A la conférence de presse organisée à l'Assemblée nationale pour le lancement du collectif "La journée sans immigrés"
A la conférence de presse organisée à l'Assemblée nationale pour le lancement du collectif "La journée sans immigrés"

J’ai eu le plaisir d’accueillir aujourd’hui à l’Assemblée nationale la conférence de presse de lancement du collectif « La Journée sans immigrés : 24 heures sans nous ! ». Partie de l’initiative de quelques militants associatifs de la région parisienne, dont l’ilo-dynosien Nadir Dendoune, l’initiative suscite un intérêt grandissant dans toute la France et au-delà de nos frontières.

Le collectif appelle tous les immigrés, leurs descendants, et plus largement tout citoyen solidaire, à se retirer de la vie économique française durant 24h, dans le but d’éveiller les consciences sur les réalités d’une France métissée. Cette action prend modèle sur une action menée aux États-Unis le 1er mai 2006, qui avait révélé l’importance cachée des travailleurs « latinos » en Californie.

Ce n’est pas un hasard si cette opération est prévue le 1er mars prochain, date du cinquième anniversaire de l’entrée en vigueur du Code de l’entrée et du séjour des étrangers et du droit d’asile (CESEDA). L’initiative s’invite donc dans le débat sur l’identité nationale imposé par la droite, pour défendre une vision républicaine de notre nation. Pour la porte-parole du collectif Nadia Lamarkbi, cette initiative doit « mettre en avant la contribution de l’immigration, passée, présente et future à la croissance de notre pays ».

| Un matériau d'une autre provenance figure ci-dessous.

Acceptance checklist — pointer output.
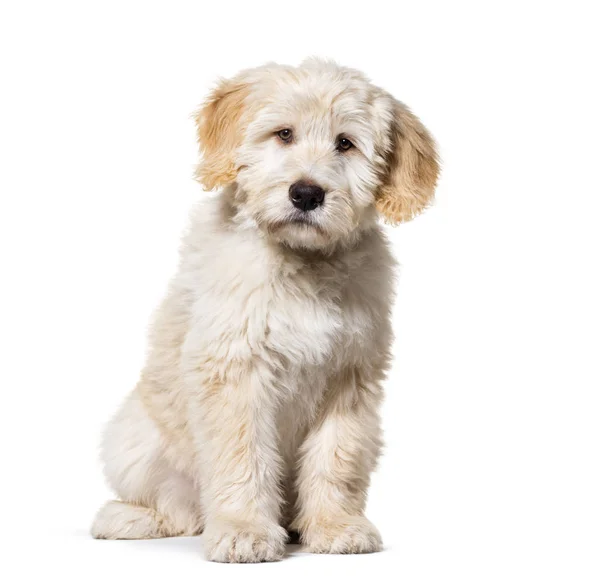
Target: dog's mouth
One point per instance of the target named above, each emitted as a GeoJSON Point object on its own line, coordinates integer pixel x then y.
{"type": "Point", "coordinates": [301, 220]}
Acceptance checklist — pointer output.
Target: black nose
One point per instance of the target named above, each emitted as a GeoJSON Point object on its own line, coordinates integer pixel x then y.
{"type": "Point", "coordinates": [306, 196]}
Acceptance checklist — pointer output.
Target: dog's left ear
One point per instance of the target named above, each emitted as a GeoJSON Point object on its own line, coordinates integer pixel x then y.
{"type": "Point", "coordinates": [220, 123]}
{"type": "Point", "coordinates": [412, 167]}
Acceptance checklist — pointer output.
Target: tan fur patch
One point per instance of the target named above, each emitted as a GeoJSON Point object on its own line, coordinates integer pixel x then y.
{"type": "Point", "coordinates": [220, 127]}
{"type": "Point", "coordinates": [413, 169]}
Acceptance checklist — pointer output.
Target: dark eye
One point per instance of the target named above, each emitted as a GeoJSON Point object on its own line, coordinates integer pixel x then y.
{"type": "Point", "coordinates": [344, 144]}
{"type": "Point", "coordinates": [285, 135]}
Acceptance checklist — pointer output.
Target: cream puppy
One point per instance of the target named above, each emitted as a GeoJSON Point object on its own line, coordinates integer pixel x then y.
{"type": "Point", "coordinates": [257, 410]}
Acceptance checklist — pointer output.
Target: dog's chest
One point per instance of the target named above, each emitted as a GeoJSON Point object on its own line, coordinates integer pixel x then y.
{"type": "Point", "coordinates": [315, 319]}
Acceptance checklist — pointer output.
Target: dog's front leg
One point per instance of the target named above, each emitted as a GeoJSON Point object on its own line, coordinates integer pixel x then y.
{"type": "Point", "coordinates": [336, 461]}
{"type": "Point", "coordinates": [241, 466]}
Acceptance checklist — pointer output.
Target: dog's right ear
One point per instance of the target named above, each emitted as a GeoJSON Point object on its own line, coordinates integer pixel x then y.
{"type": "Point", "coordinates": [220, 123]}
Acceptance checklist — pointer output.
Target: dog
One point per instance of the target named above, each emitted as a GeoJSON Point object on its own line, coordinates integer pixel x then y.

En sus de mon soutien à cette opération non partisane, j’ai annoncé ma volonté de proposer l’examen de la proposition de loi de la sénatrice socialiste Bariza Khiari supprimant largement cette anachronisme des « emplois fermés aux étrangers » dans le secteur privé, voté en première lecture à l’unanimité du Sénat. Dans cette nouvelle lecture, nous devrons aussi intégrer la décision rendue par la HALDE le 30 mars déclarant ces « emplois fermés » illégaux dans la fonction publique (hors services régaliens).